Deutsche Bank’s Alternative Investment Survey 2013 expands on this, with one trend that both retail and institutional investors have shared for the past couple of years at its forefront – designing portfolios with a risk-based approach rather than a strict asset allocation model.
The bank says hedge fund flows could hit $2.5trn by the end of this year, an 11% increase on 2012, with $123bn coming from new money and $169bn from market returns.
An individual audience
One explanation for this is that investors are harking back to what hedge funds were traditionally set up to do, providing stable returns, with low correlation to equities and bonds, with relatively low volatility.
Deutsche Bank’s research was done with institutional investors – pension funds, insurers, consultancy firms, endowments, private banks and family offices, so for their needs and with their scale, any fund manager who can demonstrate such stability, particularly in the low return environment that is likely to continue for another couple of years at least, are set to do well.
Retail investors are after the same thing so will they follow this hedge fund trend? I doubt it…

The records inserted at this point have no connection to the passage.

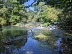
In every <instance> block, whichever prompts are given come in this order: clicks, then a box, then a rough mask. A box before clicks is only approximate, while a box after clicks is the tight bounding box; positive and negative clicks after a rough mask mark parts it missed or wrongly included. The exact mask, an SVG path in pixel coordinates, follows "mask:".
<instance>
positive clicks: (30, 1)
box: [24, 0, 34, 10]
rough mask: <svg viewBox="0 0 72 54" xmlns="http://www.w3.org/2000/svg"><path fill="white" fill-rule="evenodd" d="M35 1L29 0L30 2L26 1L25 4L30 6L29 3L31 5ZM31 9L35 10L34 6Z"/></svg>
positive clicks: (32, 9)
mask: <svg viewBox="0 0 72 54" xmlns="http://www.w3.org/2000/svg"><path fill="white" fill-rule="evenodd" d="M33 2H34V0H30V1H28V2H25V3H24V5H25V6H28V5H31V4H32V3H33ZM29 9H30V10H34V7H29Z"/></svg>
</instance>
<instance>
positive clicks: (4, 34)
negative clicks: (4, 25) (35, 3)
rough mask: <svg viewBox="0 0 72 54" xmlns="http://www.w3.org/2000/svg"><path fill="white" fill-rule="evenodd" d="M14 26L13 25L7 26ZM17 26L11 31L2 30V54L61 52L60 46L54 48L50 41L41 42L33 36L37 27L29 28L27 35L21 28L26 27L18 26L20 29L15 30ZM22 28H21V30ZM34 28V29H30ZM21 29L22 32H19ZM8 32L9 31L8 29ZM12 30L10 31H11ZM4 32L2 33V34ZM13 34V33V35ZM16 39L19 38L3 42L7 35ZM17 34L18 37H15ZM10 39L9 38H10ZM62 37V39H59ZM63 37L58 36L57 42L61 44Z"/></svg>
mask: <svg viewBox="0 0 72 54" xmlns="http://www.w3.org/2000/svg"><path fill="white" fill-rule="evenodd" d="M8 28H12V27H7V28H6V29H8ZM14 29H16V27H15V28H12V30H11V33H3V34H2V32H1V31H0V36H4V37H2V38H4V39H2V40H1V41H0V44H1V45H0V54H60V52H59V50H61V48H60V47H58V48H57V49H53V48H52V46H50V45H48V42H41V41H38V40H36V39H34V38H33V33H32V32H33V31H34V30H35V28H31V29H28V32H27V35H26V36H25V34H23V33H24V32H23V31H21V30H24V28H18V29H19V30H16V31H15V30H14ZM20 29H21V30H20ZM30 30H32V31H30ZM19 31H20V32H19ZM7 32H8V31H7ZM9 32H10V31H9ZM1 34H2V35H1ZM11 34H12V35H11ZM11 36H12V38H13V39H14V38H15V39H16V38H18V37H19V38H20V37H21V39H17V40H14V41H11V40H8V41H11V42H8V43H3V42H2V41H4V42H5V41H6V38H5V37H11ZM13 36H16V37H13ZM8 39H9V38H8ZM59 39H60V40H59ZM60 41H62V40H61V38H58V39H57V41H55V44H59V45H60V44H61V43H60ZM59 45H58V46H59Z"/></svg>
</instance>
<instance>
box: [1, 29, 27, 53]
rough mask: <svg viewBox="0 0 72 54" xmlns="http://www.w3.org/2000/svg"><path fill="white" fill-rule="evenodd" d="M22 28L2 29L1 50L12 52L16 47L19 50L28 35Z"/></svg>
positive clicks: (1, 51) (3, 50)
mask: <svg viewBox="0 0 72 54" xmlns="http://www.w3.org/2000/svg"><path fill="white" fill-rule="evenodd" d="M22 33H23V31H21V30H12V31H4V30H3V31H0V52H2V53H5V54H12V53H13V50H14V49H17V50H19V49H20V48H21V46H24V45H25V43H26V42H27V37H26V36H24V34H22Z"/></svg>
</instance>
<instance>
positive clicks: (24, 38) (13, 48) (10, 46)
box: [0, 37, 27, 54]
mask: <svg viewBox="0 0 72 54" xmlns="http://www.w3.org/2000/svg"><path fill="white" fill-rule="evenodd" d="M26 42H27V38H26V37H24V39H20V40H16V41H13V42H9V43H3V42H0V44H1V46H0V47H1V48H0V51H1V52H3V53H6V54H11V53H13V50H14V49H17V50H19V49H20V48H21V46H24V45H25V43H26Z"/></svg>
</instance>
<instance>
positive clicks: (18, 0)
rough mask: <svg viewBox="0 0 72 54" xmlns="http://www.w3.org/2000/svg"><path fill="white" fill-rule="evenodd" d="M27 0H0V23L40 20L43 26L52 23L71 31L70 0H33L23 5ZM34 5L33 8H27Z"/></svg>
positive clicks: (71, 9) (71, 11) (70, 31)
mask: <svg viewBox="0 0 72 54" xmlns="http://www.w3.org/2000/svg"><path fill="white" fill-rule="evenodd" d="M25 2H28V0H0V25H2V26H7V25H15V24H17V23H20V22H23V23H27V22H41V23H43V25H44V26H48V25H50V24H54V23H55V22H57V25H58V26H59V27H60V28H62V29H64V30H66V31H70V32H72V31H71V30H72V4H71V2H72V1H71V0H34V2H33V3H32V4H31V5H29V6H24V3H25ZM29 7H34V10H30V9H28V10H27V8H29Z"/></svg>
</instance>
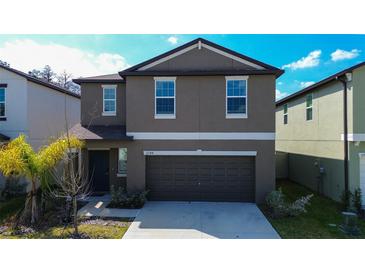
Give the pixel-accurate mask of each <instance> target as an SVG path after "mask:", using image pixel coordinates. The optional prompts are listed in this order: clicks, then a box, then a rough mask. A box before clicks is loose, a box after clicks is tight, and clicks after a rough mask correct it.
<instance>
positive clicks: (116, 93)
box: [101, 85, 117, 116]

Man Group bought GLG Partners back in 2010 partly in an attempt to diversify its own revenue stream, partly to offer investment propositions that were not driven by a machine as its AHL strategy is.
It offers a mix of funds-of-funds, long only and long/short strategies, the latter being onshore absolute return funds within a Ucits structure – the retail investor’s investment wrapper of choice – which is an implicit admission that there are two audiences to serve and each has a need for a different solution.
The FSA is already clamping down on anything it sees as unsuitable, and unregulated, for use within individual portfolios. Offshore hedge funds are right up there in such a remit.
The FSA’s replacement (FCA + PRA) will come down even harder on the side of caution and do anything within its powers to stop such fund structures being made available direct to investors.
Hedge funds, therefore, remain the preserve of the institutional investor.